I also have little patience with the romance of Junuh’s suffering from What He Saw In The War—that would be the First World War—which was the reason he lost his swing in the first place. Tremulous old Jack Lemmon, who narrates the film in the person of the (much) older version of the little boy, Hardy Greaves (J. Michael Moncrief), from whose point of view we witness the events of 1930, gives us the voiceover version of Junuh’s war experience: “Nothing could have prepared him—or anyone for the shock of what was to come.” The result of which shock was that, “confused, broken and unable to face a return to a hero’s welcome, Junuh just disappeared.” Well, for ten years. Then he came home as a bum and a heavy drinker who was ostensibly trying to forget.
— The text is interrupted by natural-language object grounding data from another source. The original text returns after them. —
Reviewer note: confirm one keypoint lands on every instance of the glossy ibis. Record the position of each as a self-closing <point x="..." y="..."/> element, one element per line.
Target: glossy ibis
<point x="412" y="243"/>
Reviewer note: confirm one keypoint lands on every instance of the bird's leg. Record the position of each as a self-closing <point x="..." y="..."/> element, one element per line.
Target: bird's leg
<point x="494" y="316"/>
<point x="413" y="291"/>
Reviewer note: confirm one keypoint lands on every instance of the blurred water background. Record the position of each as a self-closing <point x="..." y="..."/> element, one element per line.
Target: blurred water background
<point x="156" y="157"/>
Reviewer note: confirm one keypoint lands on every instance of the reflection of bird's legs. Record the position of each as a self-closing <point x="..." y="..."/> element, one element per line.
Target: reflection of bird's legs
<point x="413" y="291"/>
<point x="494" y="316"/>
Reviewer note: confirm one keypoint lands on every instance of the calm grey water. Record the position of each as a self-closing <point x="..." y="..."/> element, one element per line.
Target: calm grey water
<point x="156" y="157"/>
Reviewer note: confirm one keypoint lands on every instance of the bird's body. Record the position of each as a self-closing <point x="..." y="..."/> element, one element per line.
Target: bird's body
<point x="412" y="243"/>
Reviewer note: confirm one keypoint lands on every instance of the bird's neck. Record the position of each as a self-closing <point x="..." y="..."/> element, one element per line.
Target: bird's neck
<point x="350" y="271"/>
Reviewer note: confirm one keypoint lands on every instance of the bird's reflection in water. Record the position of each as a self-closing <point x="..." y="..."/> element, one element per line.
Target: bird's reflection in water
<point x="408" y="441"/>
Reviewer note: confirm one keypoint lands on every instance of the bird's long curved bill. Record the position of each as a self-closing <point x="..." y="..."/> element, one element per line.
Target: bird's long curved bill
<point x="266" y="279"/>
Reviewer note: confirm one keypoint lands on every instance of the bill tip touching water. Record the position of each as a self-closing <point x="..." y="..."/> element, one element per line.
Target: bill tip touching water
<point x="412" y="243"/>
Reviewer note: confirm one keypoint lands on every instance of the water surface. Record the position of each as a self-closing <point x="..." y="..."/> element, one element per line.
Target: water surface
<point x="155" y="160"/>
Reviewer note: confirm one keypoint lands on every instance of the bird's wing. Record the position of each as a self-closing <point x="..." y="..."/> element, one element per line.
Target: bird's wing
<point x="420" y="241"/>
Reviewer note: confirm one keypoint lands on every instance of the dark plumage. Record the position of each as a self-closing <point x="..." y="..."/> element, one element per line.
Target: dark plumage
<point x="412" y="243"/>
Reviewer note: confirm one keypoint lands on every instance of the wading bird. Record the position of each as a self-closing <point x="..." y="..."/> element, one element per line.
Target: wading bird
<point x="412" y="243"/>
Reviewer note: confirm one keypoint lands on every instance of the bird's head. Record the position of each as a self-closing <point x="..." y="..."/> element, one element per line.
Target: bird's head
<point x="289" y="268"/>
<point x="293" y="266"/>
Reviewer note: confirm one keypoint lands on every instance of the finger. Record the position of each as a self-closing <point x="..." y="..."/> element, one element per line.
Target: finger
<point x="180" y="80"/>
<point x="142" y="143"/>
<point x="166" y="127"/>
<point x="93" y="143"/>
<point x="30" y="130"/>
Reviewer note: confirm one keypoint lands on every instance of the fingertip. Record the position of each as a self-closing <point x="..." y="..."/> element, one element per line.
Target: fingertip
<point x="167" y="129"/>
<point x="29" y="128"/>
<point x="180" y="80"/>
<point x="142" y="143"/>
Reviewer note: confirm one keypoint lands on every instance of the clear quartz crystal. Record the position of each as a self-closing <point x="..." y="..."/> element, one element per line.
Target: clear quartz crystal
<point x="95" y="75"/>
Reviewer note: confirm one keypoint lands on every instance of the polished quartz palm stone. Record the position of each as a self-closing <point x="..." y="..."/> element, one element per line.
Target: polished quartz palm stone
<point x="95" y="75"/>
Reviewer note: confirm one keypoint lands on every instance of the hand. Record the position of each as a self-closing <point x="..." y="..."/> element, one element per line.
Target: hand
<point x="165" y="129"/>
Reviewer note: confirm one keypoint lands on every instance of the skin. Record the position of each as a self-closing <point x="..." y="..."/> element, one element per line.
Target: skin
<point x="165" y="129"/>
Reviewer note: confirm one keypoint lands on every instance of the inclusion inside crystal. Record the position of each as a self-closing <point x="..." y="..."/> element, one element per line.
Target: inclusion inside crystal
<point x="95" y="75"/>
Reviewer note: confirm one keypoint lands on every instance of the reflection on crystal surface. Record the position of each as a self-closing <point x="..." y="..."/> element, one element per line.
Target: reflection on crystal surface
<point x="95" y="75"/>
The trouble with this kind of self-pitying and self-destructive behavior is of course that (not inadvertently), it makes everyone else remember. And Mr. Damon is by now well-practised in the art of posing for this kind of romantic snapshot. When he learns that his ex-fiancée, Adele Invergordon (Charlize Theron) will go bankrupt unless he takes part in an exhibition golf match with Hagen and Jones, he is coaxed out of his drunken stupor and strikes another romantic pose. Now there miraculously appears to caddy for him, and to help get his swing back, the mystical figure of Bagger Vance (Will Smith). Bagger is a folksy sort given to saying things like “a man’s grip on his club is like a man’s grip on the world” or “the rhythm of the game is just like the rhythm of life.” Above all, he teaches that “each one of us born with one true and authentic swing.” You can lose your swing when it gets “buried under all the wouldas and couldas and shouldas,” but if you play Bagger’s kind of Zen golf and “just keep swinging that club until you’re part of the whole thing,” you can get it back.
Not only get it back either. You can even become the equal of Bobby Jones and Walter Hagen. Golfers in the audience have got to wonder: is the swing they were born with also the equal of that of the world’s best golfers? Or is it just Junuh’s? Can anybody attain Bobby Jones’s state of enlightenment, in which he can feel “the one shot that’s in perfect harmony with the field” ? Can you, too, put yourself in a position where the shot finds you and all you’ve got to do is get out of the way of it? And, if so, does that mean that you can quit your job and go on the pro tour? If Junuh’s epic links to the place “where everything that is becomes one” somehow involves this kind of improvement to his game, sign us up! Even if we don’t earn Tiger Woods’s millions in prize money and endorsements, we ought to be able to market the how-to book of Zen golf and make a tidy sum. Too bad Bagger didn’t think of it first.